The theory was beautiful (well in the abstract)…
Give troubled banks more credit and they will lend it out and the economy will stop its free-fall. Now, that sounds like utopia to me. Create credit and we will all be saved for unemployement, slowing production, decreased consumer spending, and rising interest rates.
HOLD ON… let’s put a toe back on the plane of reality…
Banks aren’t lending much more than before eventhough they are being handed gobs of cash. Why wouldn’t banks lend out free money?
What if…
- there aren’t any borrowers worthy of getting loans? — Let’s say during a recession! Oh right the economy slows WAY… DOWN.
- there are more troubled banks and unknowns on banks balance sheets.
- banks are holding the cash knowing full well that there is another storm on the horizon
I didn’t pull this out of thin air like the Fed does with money. An article in the NY Times starts with
The banks aren’t lending. And despite what you have heard, they probably won’t start just yet.
Sorry Paulson your plan isn’t working.
“Our purpose is to increase confidence in our banks and increase the confidence of our banks, so that they will deploy, not hoard, their capital,” Mr. Paulson said in a statement Monday. “And we expect them to do so, as increased confidence will lead to increased lending. This increased lending will benefit the U.S. economy and the American people.
Of course, with a $250 billion injection into America’s biggest banks — not all of which were troubled — Mr. Paulson has a political sales job to do. And no requirements to lend were attached to the money. (Some banks may use the money to buy others.)
But Mr. Paulson is making a big assumption about confidence, because until the real economy recovers — which could take more than a year — lending to Main Street is unlikely to return rapidly to normal levels.
“It doesn’t matter how much Hank Paulson gives us,” said an influential senior official at a big bank that received money from the government, “no one is going to lend a nickel until the economy turns.” The official added: “Who are we going to lend money to?” before repeating an old saw about banking: “Only people who don’t need it.”
Again banks don’t want to lend into a very uncertain future. They want confidence in the economy — there isn’t any and the opposite is occurring. People are spending less as they become more concerned about the safety of their jobs. Most Americans have no savings cushion to fall back on.
Roger Bootle and Jonathan Loynes of Capital Economics in London wrote a sobering note on Monday about the cash infusions into European banks that may apply here as well. “We expect rising loan defaults and further asset write-offs over the next couple of years to practically wipe out the governments’ capital injections, leaving banks back at square one,” they said. “Given that banks will need to increase their capital in order to expand their lending book, these measures on their own are unlikely to prevent bank lending from stagnating.”

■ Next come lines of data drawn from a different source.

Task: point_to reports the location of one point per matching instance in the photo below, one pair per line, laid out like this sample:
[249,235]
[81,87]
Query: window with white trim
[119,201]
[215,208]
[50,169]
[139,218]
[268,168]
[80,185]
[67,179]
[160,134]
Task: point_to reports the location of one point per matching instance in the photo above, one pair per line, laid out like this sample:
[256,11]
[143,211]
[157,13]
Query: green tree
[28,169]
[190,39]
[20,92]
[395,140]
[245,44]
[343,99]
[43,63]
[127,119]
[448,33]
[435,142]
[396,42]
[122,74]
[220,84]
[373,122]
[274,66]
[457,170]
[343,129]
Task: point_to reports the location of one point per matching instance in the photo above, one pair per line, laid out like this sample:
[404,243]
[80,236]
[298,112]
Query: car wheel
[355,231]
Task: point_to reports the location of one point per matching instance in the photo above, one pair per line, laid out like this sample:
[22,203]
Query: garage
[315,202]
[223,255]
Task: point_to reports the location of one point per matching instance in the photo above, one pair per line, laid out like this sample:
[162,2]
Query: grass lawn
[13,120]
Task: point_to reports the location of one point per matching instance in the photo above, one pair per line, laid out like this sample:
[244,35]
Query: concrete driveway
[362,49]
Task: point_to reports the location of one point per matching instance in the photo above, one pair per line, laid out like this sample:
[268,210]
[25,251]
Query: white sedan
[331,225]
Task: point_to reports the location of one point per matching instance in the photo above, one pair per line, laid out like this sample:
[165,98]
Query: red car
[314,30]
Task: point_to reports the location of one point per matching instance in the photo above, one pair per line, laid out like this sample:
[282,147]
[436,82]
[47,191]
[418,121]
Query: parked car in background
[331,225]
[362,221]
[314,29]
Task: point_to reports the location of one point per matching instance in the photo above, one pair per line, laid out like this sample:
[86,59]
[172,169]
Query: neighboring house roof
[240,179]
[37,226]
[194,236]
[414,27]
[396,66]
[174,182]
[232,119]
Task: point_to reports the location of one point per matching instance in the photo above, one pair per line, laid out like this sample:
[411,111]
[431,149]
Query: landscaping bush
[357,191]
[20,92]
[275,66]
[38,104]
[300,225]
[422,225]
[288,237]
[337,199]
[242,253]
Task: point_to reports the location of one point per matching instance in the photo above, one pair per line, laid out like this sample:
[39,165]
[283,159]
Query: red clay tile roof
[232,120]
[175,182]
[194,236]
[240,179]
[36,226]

Wait a minute… all that money being put into the system to restore confidence and spur lending may just vanish? So at the end of the day more banks fail, the economy continues to contract, available credit continues to contract, unemployment rises, and interest rates eventually rise. This isn’t what Paulson sold to us with his bailout plan. Were we duped?
Nah, the individuals responsible for the government’s actions are always in need of votes and making a horrible situation look not so bad or at least feasible to fix. At the end of the day our failed bailouts will have a disastrous effect. The consequences are a HUGE debt burden, a larger interest payment on that debt, the world losing confidence in the value of the dollar, and a prolonged recession probably followed by major inflation. I’ve been singing this song for a while and it will take time to play out, but as you can see this is a VERY rocky road.